Het is moeilijk te achterhalen wat Esperanto ervan weerhield tot bloei te komen, maar Tonkin noemt het een taal met “weinig prestige”, een taal die nog steeds moeilijk uit te leggen is aan mensen die hem nooit hebben geleerd.
“Als ik zeg dat ik Esperanto spreek, zeggen ze: ‘Waarom doe je dat?’ omdat ik in alle andere opzichten een heel normaal mens lijk te zijn,” zegt hij. “Of ze zeggen: ‘Daar heb ik ooit over gehoord. Dat is toch doodgegaan?’ “
Niet alleen is het niet gestorven, maar Tonkin denkt dat het zelfs zou kunnen groeien, hoewel hij zegt dat het moeilijk is om een nauwkeurig aantal sprekers te bepalen.
Zelfs als het bereik van Esperanto statisch is, heeft de taal het overleefd tegen een aantal steile kansen in. De opkomst van het Engels had de taal gemakkelijk de das om kunnen doen, zegt Tonkin. Of het had kunnen verdwijnen tijdens de beide wereldoorlogen, toen de sprekers vervolgd werden. Maar Esperanto bleef bestaan, en Tokin denkt dat idealisme daar waarschijnlijk een goede rol in heeft gespeeld.

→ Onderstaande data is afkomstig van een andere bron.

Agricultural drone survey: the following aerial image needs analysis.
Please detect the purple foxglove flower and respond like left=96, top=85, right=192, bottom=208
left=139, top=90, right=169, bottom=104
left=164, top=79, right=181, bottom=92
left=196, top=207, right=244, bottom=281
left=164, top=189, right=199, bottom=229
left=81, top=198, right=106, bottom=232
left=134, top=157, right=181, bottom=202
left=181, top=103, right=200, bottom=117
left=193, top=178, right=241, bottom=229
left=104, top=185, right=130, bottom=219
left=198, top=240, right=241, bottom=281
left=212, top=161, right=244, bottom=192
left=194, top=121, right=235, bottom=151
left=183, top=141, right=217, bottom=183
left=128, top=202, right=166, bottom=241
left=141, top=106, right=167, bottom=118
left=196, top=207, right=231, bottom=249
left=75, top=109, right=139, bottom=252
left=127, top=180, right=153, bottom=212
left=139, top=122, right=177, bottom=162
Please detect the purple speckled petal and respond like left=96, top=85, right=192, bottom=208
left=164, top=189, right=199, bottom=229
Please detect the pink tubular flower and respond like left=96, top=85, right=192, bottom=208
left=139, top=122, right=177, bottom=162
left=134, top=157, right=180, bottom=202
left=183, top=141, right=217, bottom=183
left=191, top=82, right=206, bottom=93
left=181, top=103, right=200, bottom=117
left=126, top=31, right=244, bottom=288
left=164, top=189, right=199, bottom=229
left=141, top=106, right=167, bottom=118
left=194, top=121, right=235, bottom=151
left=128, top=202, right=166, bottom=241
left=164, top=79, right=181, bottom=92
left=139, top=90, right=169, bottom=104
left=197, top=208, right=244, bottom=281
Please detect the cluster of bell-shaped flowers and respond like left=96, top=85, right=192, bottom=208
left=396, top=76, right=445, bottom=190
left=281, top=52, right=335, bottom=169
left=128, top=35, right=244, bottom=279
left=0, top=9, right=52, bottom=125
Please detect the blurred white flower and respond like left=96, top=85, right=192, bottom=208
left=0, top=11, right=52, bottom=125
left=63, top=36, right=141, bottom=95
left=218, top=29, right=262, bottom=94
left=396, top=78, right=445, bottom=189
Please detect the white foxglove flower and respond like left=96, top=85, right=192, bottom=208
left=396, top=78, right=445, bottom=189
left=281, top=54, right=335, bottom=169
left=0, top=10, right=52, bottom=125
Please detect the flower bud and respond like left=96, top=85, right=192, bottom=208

Op dit moment is het leren ervan een soort van, “durf ik het woord te gebruiken – een utopisch iets?” zegt Tonkin – vooral omdat de wereld vol problemen zit.
“Des te meer reden om vast te houden aan die dingen die de wereld een betere plek zullen maken,” zegt hij. “We moeten gewoon beter met elkaar omgaan, en misschien is Esperanto een van de manieren waarop we dat kunnen doen.”